Tuesday, March 8, 2022

Job 8:8-18, Job’s Friends Had No Authority (2)

·       Bildad: Job’s second friend draws upon “tradition” or the wisdom of the ancients (8:8-10).  His assumptions are clear: young people know very little, older people, perhaps especially those who have already died, know a lot.  Part of Job’s problem is that he hasn’t lived, and won’t live, as long a life as the fathers. 

o   What does that mean?  Well, let’s see.  Abraham lived 175 years (Gen. 25:7); Isaac lived 180 years (Gen. 35:28); Jacob lived 147 years (Gen. 47:28); and Joseph lived 110 years (Gen. 50:26).  After the flood the longevity of life dropped from generation to generation.  Shem lived 600 years (Gen. 11:10-11).  So, I suppose that could have been Bildad’s thinking.  “We don’t live very long these days, maybe 170 years.  But in the old days they lived longer and thus could amass a better catalogue of wisdom.”
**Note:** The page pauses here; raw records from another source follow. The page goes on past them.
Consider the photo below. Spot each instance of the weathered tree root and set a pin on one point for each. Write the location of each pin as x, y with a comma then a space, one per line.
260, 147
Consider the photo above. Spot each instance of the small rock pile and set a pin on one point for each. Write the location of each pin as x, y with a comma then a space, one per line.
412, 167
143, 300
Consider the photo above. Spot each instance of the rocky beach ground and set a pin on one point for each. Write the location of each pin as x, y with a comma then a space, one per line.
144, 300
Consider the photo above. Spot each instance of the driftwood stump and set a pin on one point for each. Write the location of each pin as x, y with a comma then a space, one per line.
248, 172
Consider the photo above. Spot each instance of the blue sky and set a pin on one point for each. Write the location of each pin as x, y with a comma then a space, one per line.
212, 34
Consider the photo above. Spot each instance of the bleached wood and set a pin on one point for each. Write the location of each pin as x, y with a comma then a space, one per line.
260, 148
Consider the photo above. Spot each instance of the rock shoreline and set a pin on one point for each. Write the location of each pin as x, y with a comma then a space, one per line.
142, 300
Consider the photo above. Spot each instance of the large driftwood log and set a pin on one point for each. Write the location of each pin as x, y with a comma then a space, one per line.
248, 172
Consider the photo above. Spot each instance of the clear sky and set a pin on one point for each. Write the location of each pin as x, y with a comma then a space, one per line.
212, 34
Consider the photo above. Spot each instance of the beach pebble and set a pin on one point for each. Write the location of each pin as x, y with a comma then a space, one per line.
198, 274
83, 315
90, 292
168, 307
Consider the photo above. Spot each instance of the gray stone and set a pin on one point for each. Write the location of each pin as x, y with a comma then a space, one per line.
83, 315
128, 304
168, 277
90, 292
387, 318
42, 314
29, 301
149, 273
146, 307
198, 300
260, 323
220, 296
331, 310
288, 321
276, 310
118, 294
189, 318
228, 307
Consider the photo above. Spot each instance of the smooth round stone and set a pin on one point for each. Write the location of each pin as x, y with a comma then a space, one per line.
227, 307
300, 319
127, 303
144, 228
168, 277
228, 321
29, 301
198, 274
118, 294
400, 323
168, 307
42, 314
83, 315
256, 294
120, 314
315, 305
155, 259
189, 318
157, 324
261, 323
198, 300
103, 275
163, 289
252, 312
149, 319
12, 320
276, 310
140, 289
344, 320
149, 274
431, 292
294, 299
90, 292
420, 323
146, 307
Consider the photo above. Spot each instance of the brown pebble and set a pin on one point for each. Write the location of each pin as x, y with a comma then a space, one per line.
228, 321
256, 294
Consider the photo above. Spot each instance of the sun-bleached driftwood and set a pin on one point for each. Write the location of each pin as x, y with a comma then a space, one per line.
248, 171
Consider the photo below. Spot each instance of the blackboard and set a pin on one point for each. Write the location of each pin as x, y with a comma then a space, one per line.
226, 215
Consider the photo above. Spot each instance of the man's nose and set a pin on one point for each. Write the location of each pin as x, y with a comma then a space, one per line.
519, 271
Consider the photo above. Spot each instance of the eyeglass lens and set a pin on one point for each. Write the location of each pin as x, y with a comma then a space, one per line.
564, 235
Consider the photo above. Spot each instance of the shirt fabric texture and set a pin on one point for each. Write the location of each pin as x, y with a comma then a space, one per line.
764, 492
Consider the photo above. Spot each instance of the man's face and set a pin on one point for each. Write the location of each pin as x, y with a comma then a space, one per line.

o   But, of course, Bildad isn’t really concerned about ages.  By relying on the “ancients,” he is basing his argument in people who are already dead.  Further, he bases his argument in ancients that he agrees with.  The fact is, to this day, you can find classic philosophers with a variety of ideas.  When studying the OT I sometimes wonder what the “Rabbi’s” had to say about something.  Turns out, there are enough Rabbi’s that you can find the whole gamut of viewpoints on any question.  So, how do you know who’s right?  As soon as you ask that question you are saying that the “ancients” are a satisfactory source of authority for truth.  You have to have some other source by which to evaluate them. 

o   In the case of Job, Bildad uses a typical trick of philosophy: talk about the natural world around you.  “Can the papyrus grow up without a marsh” (8:11)?  Well, of course not.  But what does that have to do with Job?  Bildad uses it to make a point: “So are the paths of all who forget God; and the hope of the hypocrite shall perish” (8:13).  I have always loved Bildad’s illustration in 8:14, where a false hope is compared to trusting in a spider’s web (another appeal to the natural world).  That’s a great picture.  The problem is, his principle is irrelevant.  Of course, the hope of the hypocrite will perish; even Job knows that (9:2).  But Job is not a hypocrite.  He says, “I am blameless” (9:21).  He concludes God can bring bad things upon the blameless and the wicked (9:22). 

o   And by the way, remember in Job 1-2, that God also maintained that Job was blameless!  Not sinless; but blameless, not having some defect in his life that made him deserving of what God allowed Satan to bring upon him.  It is similar to the NT requirements for Church leadership: they are to be blameless (1 Tim. 3:2,10).  There is not some glaring sin that defines their lives.  Thus we conclude: Bildad failed because he did not have an authority.  Like Eliphaz, he needed to define Job’s sin; he couldn’t, so he just stated a lifeless philosophy.